In the present preferred embodiment, the rocker shaft 17 includes
outer rocker shafts 21A to 21D and an inner rocker shaft 23 that
penetrates the axial center portions of the outer rocker shafts 21A
to 21D. The outer rocker shaft 21A is used for the first cylinder
#1, and the slider 15 of the drive unit 13 is connected to the
outer rocker shaft 21A. The outer rocker shaft 21B is used for the
third cylinder #3. The outer rocker shaft 21C is used for the fifth
cylinder #5. The outer rocker shaft 21D is used for the seventh
cylinder #7.
The outer rocker shaft 21A for the first cylinder #1 is movable in
the axial direction together with the two rocker arms 4 of the
first cylinder #1. The outer rocker shaft 21D for the seventh
cylinder #7 is movable in the axial direction together with the two
rocker arms 4 of the seventh cylinder #7. The outer rocker shaft
21B for the third cylinder #3 and the outer rocker shaft 21C for
the fifth cylinder #5 are attached to the cylinder head 5 such that
these shafts cannot move in their axial directions.

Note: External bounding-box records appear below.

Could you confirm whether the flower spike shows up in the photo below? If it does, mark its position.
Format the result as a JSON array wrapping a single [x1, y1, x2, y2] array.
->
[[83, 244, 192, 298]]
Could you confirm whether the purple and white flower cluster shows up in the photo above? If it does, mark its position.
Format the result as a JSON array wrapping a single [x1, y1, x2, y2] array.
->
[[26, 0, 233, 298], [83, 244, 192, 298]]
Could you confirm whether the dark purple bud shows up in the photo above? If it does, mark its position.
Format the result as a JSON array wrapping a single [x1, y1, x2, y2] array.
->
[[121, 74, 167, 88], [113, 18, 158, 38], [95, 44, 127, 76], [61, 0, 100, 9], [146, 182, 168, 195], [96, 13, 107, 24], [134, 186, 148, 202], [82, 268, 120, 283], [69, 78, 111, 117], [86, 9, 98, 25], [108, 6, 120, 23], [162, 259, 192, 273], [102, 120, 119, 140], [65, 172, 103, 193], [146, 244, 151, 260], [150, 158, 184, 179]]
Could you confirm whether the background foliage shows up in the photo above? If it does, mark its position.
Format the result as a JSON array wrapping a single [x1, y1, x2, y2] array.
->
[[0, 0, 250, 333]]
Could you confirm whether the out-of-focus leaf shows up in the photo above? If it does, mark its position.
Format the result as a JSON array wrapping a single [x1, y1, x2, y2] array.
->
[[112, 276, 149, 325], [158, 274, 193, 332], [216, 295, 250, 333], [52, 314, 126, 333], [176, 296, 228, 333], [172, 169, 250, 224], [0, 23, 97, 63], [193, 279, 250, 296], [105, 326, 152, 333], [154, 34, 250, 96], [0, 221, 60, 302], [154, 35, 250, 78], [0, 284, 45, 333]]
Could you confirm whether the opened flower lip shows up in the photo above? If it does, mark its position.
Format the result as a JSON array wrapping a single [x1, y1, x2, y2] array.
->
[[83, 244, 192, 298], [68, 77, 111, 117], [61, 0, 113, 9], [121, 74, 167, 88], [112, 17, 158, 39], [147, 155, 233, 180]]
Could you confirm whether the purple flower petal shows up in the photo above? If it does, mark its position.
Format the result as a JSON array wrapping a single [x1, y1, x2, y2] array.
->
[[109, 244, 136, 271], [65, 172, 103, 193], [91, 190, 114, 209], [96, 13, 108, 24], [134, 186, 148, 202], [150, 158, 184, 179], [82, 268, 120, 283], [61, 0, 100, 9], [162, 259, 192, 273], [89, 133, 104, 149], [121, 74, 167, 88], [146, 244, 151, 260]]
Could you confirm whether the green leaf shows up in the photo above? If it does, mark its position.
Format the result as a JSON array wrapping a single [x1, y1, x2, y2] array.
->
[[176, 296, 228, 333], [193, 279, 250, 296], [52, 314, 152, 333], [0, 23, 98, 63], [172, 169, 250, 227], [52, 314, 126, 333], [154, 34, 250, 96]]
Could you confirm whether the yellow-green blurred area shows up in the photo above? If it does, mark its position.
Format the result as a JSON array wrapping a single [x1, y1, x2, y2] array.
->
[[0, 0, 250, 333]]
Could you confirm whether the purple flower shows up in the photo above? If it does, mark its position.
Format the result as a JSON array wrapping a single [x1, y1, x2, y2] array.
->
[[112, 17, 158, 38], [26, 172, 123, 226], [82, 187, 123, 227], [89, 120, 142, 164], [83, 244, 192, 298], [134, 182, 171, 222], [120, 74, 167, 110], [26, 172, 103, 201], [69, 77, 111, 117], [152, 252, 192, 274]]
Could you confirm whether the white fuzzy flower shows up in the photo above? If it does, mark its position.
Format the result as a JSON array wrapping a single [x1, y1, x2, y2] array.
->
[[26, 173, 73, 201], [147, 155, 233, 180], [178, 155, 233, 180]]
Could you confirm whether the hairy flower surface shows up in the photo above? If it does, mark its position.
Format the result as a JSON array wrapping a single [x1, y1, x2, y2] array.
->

The inner rocker shaft 23 is connected to the outer rocker shaft
21A for the first cylinder #1 and to the outer rocker shaft 21D for
the seventh cylinder #7 so as not to be moved in its axial
direction. The inner rocker shaft 23 movably penetrates the axial
center portions of the outer rocker shaft 21B for the third
cylinder #3 and the axial center portion of the outer rocker shaft
21C for the fifth cylinder #5.
In other words, the rocker shaft 17 is arranged so that a thrust
force is transmitted to the outer rocker shaft 21D for the seventh
cylinder #7 through the inner rocker shaft 23 from the outer rocker
shaft 21A for the first cylinder #1 to which the slider 15 of the
drive unit 13 is connected.
In the present preferred embodiment, the outer rocker shaft 21A for
the first cylinder #1, the outer rocker shaft 21D for the seventh
cylinder #7, and the inner rocker shaft 23 preferably define the
first rocker shaft. The first rocker shaft is arranged so as to
move in the axial direction together with the slider 15 and the
rocker arm 4. Additionally, in the present preferred embodiment,
the outer rocker shaft 21B for the third cylinder #3 and the outer
rocker shaft 21C for the fifth cylinder #5 preferably define the
second rocker shaft. The second rocker shaft is arranged so as to
be located coaxially with the first rocker shaft and so as to be
relatively movable in the axial direction with respect to the first
rocker shaft.
Cams 82 and 85 of the first and seventh cylinders #1 and #7 include
active cams 82a and 85a and dormant cams 82b and 85b,
respectively.
The active cams 82a and 85a are arranged so as to have the same
shape that differs in phase from the cam 83 of the third cylinder
#3 and the cam 84 of the fourth cylinder #4.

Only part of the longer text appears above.